Nnedi holds a PhD (literature) and two MAs (journalism and literature). She lives with her daughter Anyaugo and family in Phoenix, Arizona.


Professor Sara Walker is an astrobiologist and theoretical physicist, with research interests in the origins of life, artificial life, life and detection on other worlds. Since joining ASU in 2013 she has built a highly interdisciplinary research program to tackle the origin of life problem from all sides. She has mentored dozens of early career scientists and leads one of the largest theory groups in origins of life and astrobiology internationally. Her team's major contributions are in theoretical advances in the field of astrobiology, developing new approaches to the problem of understanding universal features of life that might allow a general theory for solving the matter to life transition, detecting alien life and designing synthetic life. At Arizona State University, she is Deputy Director of the Beyond Center for Fundamental Concepts in Science and Associate Director of the ASU-Santa Fe Institute Center for Biosocial Complex Systems. She is an Associate Professor with joint appointments in the School of Earth and Space Exploration and in the School of Complex Adaptive Systems. She is also a member of the External Faculty at the Santa Fe Institute.

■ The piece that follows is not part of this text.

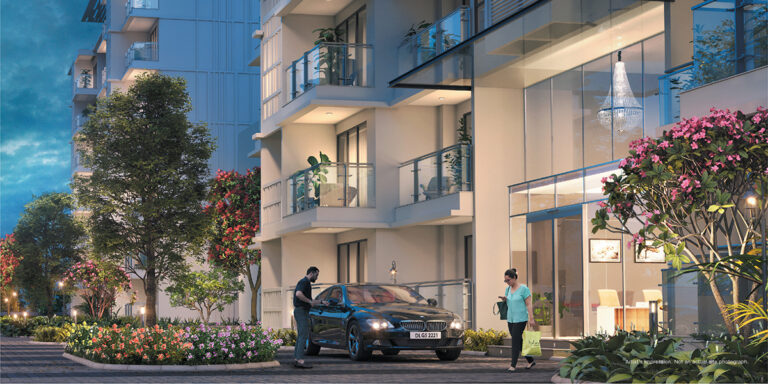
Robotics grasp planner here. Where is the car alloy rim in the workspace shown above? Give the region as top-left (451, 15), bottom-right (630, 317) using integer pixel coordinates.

She is PI of a NASA Indisciplinary Consortia for Astrobiology Research (iCAR) project focused on "Planetary Systems Biochemistry" which is providing a new set of rigorous, agnostic tools for NASA and other agencies to identify signs of life. She is playing a key role in developing statistical frameworks for life detection and new approaches to the origins of life, and was awarded the Stanley Miller Early Career Award by the International Society for the Study of the Origin of Life in 2021 for her international leadership in these areas. She recognizes how understanding life at a deep level should have major technological and societal implications and therefore contributes to tech transfer of her labs work. In this direction, she is part of a team awarded four highly competitive prizes from the National Institutes of Health to build a pipeline from prediction to design, discovery and validation of new, non-addictive opioid drugs. She serves on several steering committees and Boards, including the Sloan Foundation’s Matter-to-Life Initiative, the LIFE mission concept, the NASA Network for Life Detection, and the NSF Origins of Life Coordination Network among others. She is also heavily invested in public engagment in science, and has reached thousands in-person, and hundreds of thousands remotely through lectures, podcast interviews and other activities.